3. Los olvidados (Buñuel, 1950): Aquí, la variación del Edipo clásico se traduce en una escena patética y aterrorizante donde la pulsión sexual se combina con la pulsión nutritiva (que se unifican en los neonatos, según la reflexología pregonada por Gilbert Durand). La elección de esta escena en una filmografía como la de Buñuel se debe a que “Los Olvidados” se erige como una película realista y de corte social en una trayectoria marcada por el surrealismo y lo onírico. Así, esta escena, queda absolutamente delimitada como “el sueño de Pedro”. El desdoblamiento en el inicio, el vacío sonoro, la angustia, la agresividad del Jaibo que impide el acceso del niño a las carnes que sostiene su madre, Gorgona encarnada en la miseria tercermundista; todo se conjuga en un condensado simbólico de las tragedias que acaecerán en la vida patética de un joven nacido en medio de la marginalidad irreversible de una sociedad que, literalmente, lo ha olvidado.

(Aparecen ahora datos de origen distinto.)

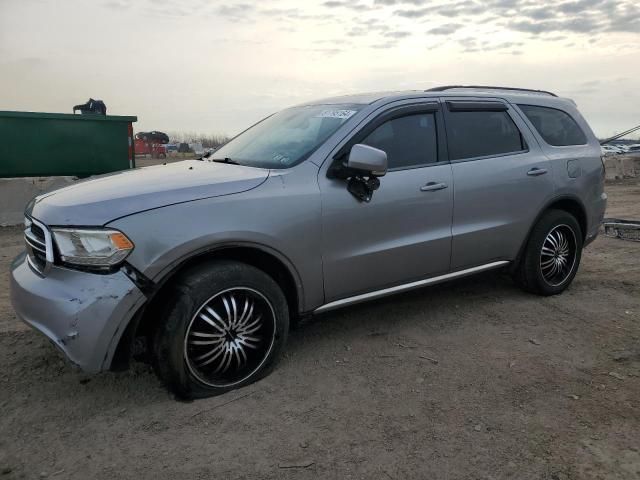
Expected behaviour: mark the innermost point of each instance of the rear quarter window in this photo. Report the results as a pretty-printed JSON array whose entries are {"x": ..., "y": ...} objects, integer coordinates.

4. Twin Peaks: Fire Walk With Me (Lynch, 1992): La obra entera de Lynch se caracteriza por estar marcada por el sino de los sueños. Se puede decir que es un estudio de los mismos, su relación con la realidad, su realidad a pesar de la realidad, etc. Desde Eraserhead hasta INLAND EMPIRE podemos lactar de esta sobredeterminación onírica de las imágenes en causa. Es difícil elegir, en este corpus, una escena que corresponda inequívocamente a un sueño específico. Fire Walk With Me, pesadilla cinematográfica sin principio ni fin, posee un momento concreto en el que Laura Palmer se va a acostar tras colgar en su pared la misteriosa fotografía de una puerta entreabierta. Con un montaje genial, a través de sencillos y precisos cortes que generan una abrumadora puesta en abismo, Lynch nos mete en la fotografía cuya puerta es la puerta al mundo de los sueños o, mejor dicho, a ese mundo que algunos conocen como Black Lodge. Soñar es una forma de acceder a ese sitio ontológicamente superior y determinante para la bucólica vida del pueblo fronterizo. Así como Freud sugiere un espacio intermedio entre el inconsciente y el estado consciente, Laura Palmer accede a una habitación intermedia antes de que el niño, como un mago, encienda la luz que le abra las puertas a la sala de cortinas rojas, donde moran los arquetipos. Una vez allí se encontrará con “el buen Dale”, preso en el laberinto, que advertirá a la doncella de los peligros. El viento primitivo que sopla nos evoca ese tiempo fuera del tiempo y el caos anterior a la luz.


5. Tiempo de Gitanos (Kusturica, 1988): Si la obra de Lynch está marcada por la obsesión onírica, no podemos decir menos de la filmografía de Emir Kusturica. Lo increíble, he ahí la magia del cine, es que su manera de abordar ese mundo es diametralmente opuesta a la del colega americano. Si Lynch traduce los sueños con imágenes nocturnas e intimistas en teatros, casas y hoteles, además de subsumir en ellos el terror existencial marcado por un inflamado deseo sexual; el Emir prefiere evocar la cualidad aérea de los sueños, esa voluntad de libertad pura, sin ataduras, que, a veces con vértigo indescriptible, nos genera esos “sueños de vuelo”, que algunos conocemos y no podemos olvidar. Perham, en la famosa escena onírica de “Tiempo de Gitanos”, vuela, se eleva y es capaz de observar el reverso simbólico de su vida cotidiana, de su comunidad. Con una musicalización sublime, asistimos a una de las más osadas puestas en escena de un sueño combinando símbolos aéreos, acuáticos, ígneos y tónicos donde un delicado erotismo de primera pubertad se combina con una nostalgia telúrica representada en las lágrimas de la abuela, quintaesencia de la comunidad, Pachamama gitana encarnada. Pocas veces el cine habrá entrado en los sueños de un personaje de una manera tan conmovedora.